There was a little more to the story, however. Emmanuel said his father’s decision to sell their family home was partially fuelled by a diagnosis of a terminal heart condition, which claimed his life when Emmanuel was just 11 years old.
“My father’s doctor virtually told him that he could pass at any moment. The doctor told him ‘Whatever you want to do with your life, you should go do now.’ I’m sure it was another big reason why he sold the house and we went for it. It wasn’t the easiest, however. My father had a couple of heart attacks along the way. We also went broke.
“But I also knew that being on stage was where I wanted to be and where I belonged,” Emmanuel said.
After a much-buzzed-about appearance at the closing ceremonies of the 2000 Olympics in Sydney, Australia, it did not take long for the world to become Emmanuel’s stage. He would go on to release more than 20 recordings comprised of solos, duets, ensembles, cover material and original material, employing both the electric and acoustic guitar. He has also released six live performance DVDs in addition to six instructional DVDs.

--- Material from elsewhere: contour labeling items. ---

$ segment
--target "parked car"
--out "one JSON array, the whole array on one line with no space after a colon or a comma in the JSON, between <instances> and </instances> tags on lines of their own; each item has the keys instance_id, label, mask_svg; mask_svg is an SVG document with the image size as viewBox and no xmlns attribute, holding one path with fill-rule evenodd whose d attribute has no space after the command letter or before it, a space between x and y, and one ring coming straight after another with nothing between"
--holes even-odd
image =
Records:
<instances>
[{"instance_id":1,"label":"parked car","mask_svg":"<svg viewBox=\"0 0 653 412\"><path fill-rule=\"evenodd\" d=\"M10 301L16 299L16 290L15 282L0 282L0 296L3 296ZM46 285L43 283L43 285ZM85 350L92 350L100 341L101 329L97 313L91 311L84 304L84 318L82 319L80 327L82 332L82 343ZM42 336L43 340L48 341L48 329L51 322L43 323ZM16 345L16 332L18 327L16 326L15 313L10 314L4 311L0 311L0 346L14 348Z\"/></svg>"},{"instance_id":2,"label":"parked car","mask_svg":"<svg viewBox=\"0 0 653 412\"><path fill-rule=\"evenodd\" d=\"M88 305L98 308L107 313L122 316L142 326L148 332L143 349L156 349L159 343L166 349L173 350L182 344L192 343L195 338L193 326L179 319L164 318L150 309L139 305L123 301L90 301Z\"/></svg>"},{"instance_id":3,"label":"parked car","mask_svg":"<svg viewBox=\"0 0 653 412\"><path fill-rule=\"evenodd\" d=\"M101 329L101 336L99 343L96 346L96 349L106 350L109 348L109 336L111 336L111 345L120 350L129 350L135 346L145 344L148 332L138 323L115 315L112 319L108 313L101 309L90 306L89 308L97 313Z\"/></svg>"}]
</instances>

Behind Emmanuel’s international success has been a relentless work ethic, which has undoubtedly played a big role in his success and accomplishments. While he is clearly flattered and humbled to be considered a master of the guitar, he says that there is no time to sit back and merely soak in accolades.
“Whenever I get asked how to be a better player or how it feels to be voted best this or win whatever award, I always tell people that I can’t just sit back and think about that. I am always busy trying to better myself. Awards and accolades are wonderful but they do not feed my family. Only hard work is going to do to that.
“I often have the opportunity to speak in a lot of schools and I am not afraid to give young people a dose of reality. If you want to make a living playing music, you had better get to work and be dedicated with good songs and the right attitude. Being on America’s Got Talent is not what is going to make your career. It might not always be easy but there is no substitute for hard work.”
Acknowledging that he is fortunate enough to enjoy worldwide success without needing to disguise himself when in public, Emmanuel finds great pleasure playing some of the worlds most legendary music venues.
His show in Moncton is a part of a cross-Canada tour, which began earlier this month in British Columbia. The fact that some of his performances sold out in advance despite not having played some Canadian cities recently is just the icing on the cake as far as he is concerned. He says that his career in music is nothing that he has ever taken or will ever take for granted.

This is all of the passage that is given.